Alors, qu’aurions-nous pu faire différemment pour éviter les manquements, les lacunes, les failles dans notre système assurantiel ? On peut déplorer le manque total de concertation entre membres de la profession, chacun tirant la couverture à soi, plusieurs assureurs, en particulier des bancassureurs, cherchant à faire de cette situation délicate un premier round d’observation de la capacité des assureurs traditionnels à défendre leurs lignes sur le marché de l’entreprise, en proposant des aides appréciées par la clientèle là où beaucoup d’assureurs traditionnels se cantonnaient à de simples différés de cotisations, d’autres ne proposant rien du tout ! Le monde de l’assurance n’a pas été pleinement au rendez-vous des attentes des entrepreneurs. Une enquête menée par la CPME révèle que 80 % des dirigeants interrogés ont eu le sentiment d’avoir été soutenus par leur banquier, en revanche, 76 % ont eu le sentiment de ne pas avoir été soutenus par leur assureur ! Ce sentiment peut être lié à une mauvaise compréhension des contrats, ou un décalage entre la réalité de l’engagement commercial et les attentes du consommateur. En tout cas, il ressort de ce constat que les contrats pourraient être simplifiés au niveau de la visibilité des garanties proposées, voilà un axe de travail qui aurait pu être anticipé pour mieux servir les clients. Ce sont sans aucun doute les courtiers, toujours force de proposition dans ce type de situation, qui proposeront des innovations dans ce domaine.

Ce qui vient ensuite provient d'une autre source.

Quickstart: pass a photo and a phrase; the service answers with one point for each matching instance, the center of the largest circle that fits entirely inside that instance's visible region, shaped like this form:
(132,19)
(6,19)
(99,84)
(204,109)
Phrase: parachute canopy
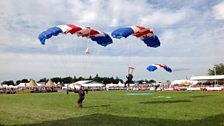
(153,67)
(145,34)
(101,38)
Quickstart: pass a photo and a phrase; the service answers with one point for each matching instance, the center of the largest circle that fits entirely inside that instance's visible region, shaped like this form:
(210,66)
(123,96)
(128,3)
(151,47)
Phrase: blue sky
(191,35)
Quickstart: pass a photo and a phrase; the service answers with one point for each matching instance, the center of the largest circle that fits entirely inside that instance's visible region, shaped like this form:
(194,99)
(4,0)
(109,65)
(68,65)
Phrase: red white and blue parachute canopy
(153,67)
(145,34)
(101,38)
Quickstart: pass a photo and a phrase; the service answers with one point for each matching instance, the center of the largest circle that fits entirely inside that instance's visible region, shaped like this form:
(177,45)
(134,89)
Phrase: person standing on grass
(81,96)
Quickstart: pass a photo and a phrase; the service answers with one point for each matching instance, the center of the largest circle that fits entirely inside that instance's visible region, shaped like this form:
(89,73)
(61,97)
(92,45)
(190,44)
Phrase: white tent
(88,83)
(212,77)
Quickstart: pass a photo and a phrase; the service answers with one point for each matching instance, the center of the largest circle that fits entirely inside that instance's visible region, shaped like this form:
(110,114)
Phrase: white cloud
(218,11)
(189,38)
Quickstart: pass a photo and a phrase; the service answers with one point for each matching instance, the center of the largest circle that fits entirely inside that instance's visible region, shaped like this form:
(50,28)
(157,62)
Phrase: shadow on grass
(97,106)
(166,101)
(112,120)
(202,96)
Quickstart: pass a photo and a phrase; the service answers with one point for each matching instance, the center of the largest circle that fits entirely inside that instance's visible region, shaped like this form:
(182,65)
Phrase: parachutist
(129,80)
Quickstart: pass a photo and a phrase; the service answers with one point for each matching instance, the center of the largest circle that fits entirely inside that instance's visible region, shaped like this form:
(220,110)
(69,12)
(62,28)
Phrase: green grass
(114,108)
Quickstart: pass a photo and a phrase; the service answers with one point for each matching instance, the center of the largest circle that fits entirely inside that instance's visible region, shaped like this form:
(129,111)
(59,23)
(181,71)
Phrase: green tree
(218,69)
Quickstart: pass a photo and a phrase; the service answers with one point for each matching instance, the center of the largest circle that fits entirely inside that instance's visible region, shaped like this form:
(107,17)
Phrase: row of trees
(218,69)
(69,80)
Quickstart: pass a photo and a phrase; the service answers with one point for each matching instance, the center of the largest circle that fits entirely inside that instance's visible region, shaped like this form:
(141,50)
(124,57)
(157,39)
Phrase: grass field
(114,108)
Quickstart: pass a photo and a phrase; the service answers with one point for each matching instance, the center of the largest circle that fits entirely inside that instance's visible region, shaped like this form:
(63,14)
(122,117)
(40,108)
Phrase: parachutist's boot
(79,105)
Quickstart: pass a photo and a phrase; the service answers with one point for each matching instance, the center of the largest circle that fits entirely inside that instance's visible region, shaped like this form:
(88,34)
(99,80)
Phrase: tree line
(217,69)
(69,80)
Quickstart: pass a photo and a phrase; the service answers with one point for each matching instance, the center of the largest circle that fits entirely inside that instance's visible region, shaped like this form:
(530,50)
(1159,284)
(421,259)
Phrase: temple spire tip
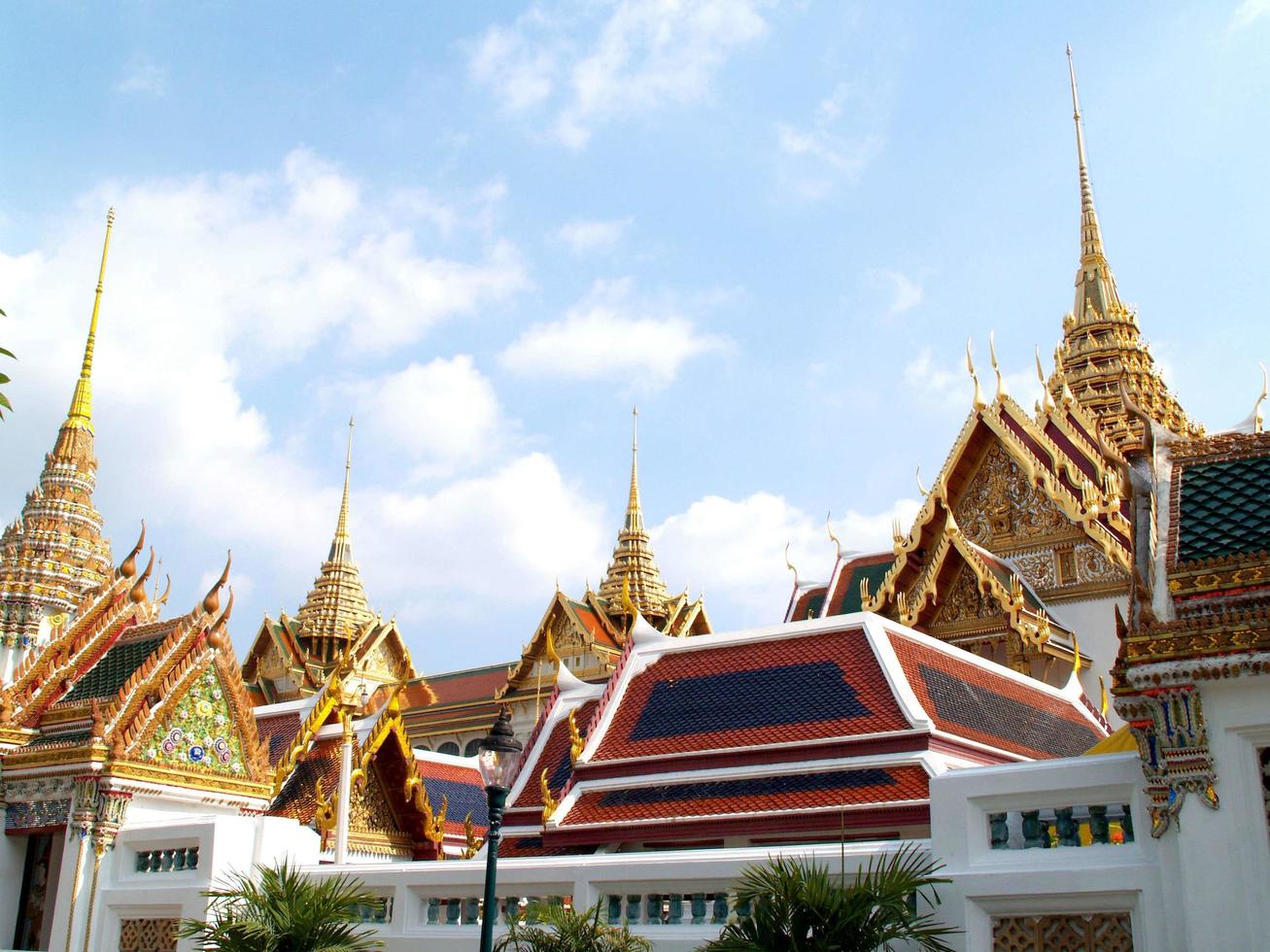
(80,414)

Les lacunes constatées sur la partie « Pertes d’exploitation » ont bien évidemment été un problème majeur qui va rester un véritable marqueur de cette crise et aura des répercussions lors des prochains renouvellements. Les assureurs doivent se poser la question du libellé de leurs garanties dans les contrats et les intermédiaires doivent faite preuve d’introspection pour savoir s’il n’y a pas eu de lacunes ou à tout le moins d’approximation dans le devoir de conseil, les garanties PE n’ayant pas forcément toujours été suffisamment bien explicité dans la complexité de leurs mises en œuvre au moment des différents types de sinistres possibles.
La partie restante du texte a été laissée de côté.